Adorno und Benjamin führten im technologischen Zeitalter eine der reichsten intellektuellen Debatten des 20. Jahrhunderts. In Jonathan Franzens Roman “Die Korrekturen” geht es um einen entehrten Akademiker namens Chip Lambert, der seine Bibliothek mit dialektischen Werken verkaufen will. Nachdem Chip viel Geld für Bücher von Theodor W. Adorno, Jürgen Habermas und anderen ausgegeben hat, stellt er beim Verkauf fest, dass ihr Wert stark gesunken ist. In den neunziger Jahren waren solche kritischen Gedanken unpopulär, aber angesichts aktueller Ereignisse wie wirtschaftliche und Umweltkrisen sowie Überwachung im Internet könnten sie wieder relevant werden.

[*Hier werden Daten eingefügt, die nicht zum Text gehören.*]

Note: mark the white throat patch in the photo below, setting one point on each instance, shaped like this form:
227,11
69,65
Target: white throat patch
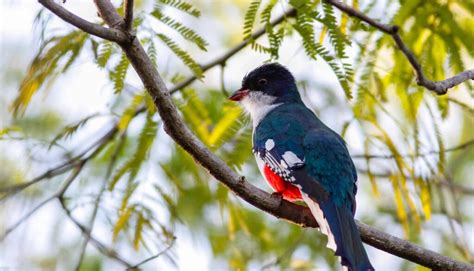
258,105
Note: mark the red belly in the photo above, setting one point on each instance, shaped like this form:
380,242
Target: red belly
286,189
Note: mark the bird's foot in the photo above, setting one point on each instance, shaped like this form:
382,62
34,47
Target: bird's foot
278,196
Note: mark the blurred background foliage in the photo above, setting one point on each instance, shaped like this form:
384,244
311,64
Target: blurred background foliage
142,195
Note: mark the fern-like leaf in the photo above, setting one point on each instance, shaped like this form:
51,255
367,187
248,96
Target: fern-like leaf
182,6
183,55
117,75
105,51
45,66
250,18
183,30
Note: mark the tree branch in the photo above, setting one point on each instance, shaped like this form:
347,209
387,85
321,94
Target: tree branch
86,26
136,266
300,215
438,87
222,59
109,252
128,15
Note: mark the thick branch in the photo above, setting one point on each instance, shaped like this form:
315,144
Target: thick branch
128,15
176,128
438,87
86,26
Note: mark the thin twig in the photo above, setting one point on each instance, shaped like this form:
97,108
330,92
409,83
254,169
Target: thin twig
62,168
86,26
181,134
234,50
438,87
98,199
57,194
109,252
135,267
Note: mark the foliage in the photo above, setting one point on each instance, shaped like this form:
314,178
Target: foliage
406,169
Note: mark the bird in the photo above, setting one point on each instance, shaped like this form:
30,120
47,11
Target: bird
303,159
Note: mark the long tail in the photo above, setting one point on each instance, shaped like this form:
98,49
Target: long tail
338,224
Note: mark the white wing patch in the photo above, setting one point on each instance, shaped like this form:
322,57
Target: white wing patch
323,223
291,159
273,164
269,144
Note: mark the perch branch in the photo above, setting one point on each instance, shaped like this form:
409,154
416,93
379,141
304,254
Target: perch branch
300,215
86,26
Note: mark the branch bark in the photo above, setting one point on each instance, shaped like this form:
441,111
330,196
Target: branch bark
86,26
300,215
438,87
128,15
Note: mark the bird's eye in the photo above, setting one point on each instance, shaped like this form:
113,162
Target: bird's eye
262,81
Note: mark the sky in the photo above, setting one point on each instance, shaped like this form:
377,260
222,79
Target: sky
85,90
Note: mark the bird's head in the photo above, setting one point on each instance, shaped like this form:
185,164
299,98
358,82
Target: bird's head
268,84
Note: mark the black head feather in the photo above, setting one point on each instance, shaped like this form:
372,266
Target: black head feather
272,79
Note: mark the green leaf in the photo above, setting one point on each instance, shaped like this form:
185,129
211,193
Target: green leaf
137,238
124,216
46,66
183,6
183,30
250,17
117,75
71,129
105,51
183,55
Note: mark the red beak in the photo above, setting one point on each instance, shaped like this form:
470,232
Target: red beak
239,95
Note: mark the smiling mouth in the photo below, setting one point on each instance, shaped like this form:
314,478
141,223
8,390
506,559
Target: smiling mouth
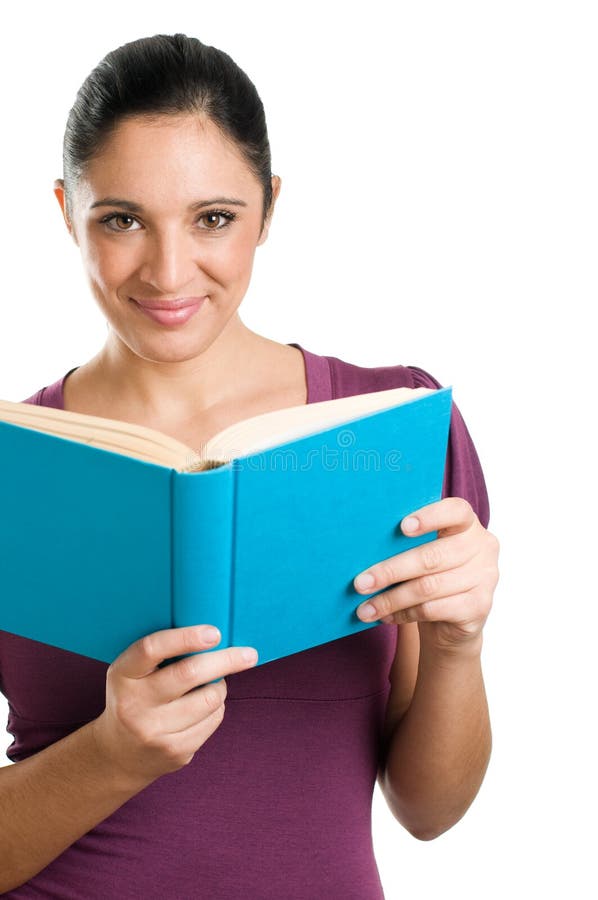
172,312
178,303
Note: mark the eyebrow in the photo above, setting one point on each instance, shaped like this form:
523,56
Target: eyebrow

Die Philosophen, Soziologen und Kritiker der Frankfurter Schule erleben derzeit eine bescheidene Wiederbelebung. Sie werden in Magazinen wie n+1, The Jacobin und The Baffler zitiert, und ihre frühen Warnungen vor dem Einfluss von Unternehmen auf die Demokratie und vor der Kulturindustrie, die Freiheit vorgaukelt, sind wieder aktuell. Der Konflikt zwischen Adorno und Benjamin erreichte seinen Höhepunkt nach Benjamins berühmtem Essay von 1936 über “Das Kunstwerk im Zeitalter seiner technischen Reproduzierbarkeit”, in dem er Massenkultur positiv bewertete, wenn sie radikale Politik vorantreibt.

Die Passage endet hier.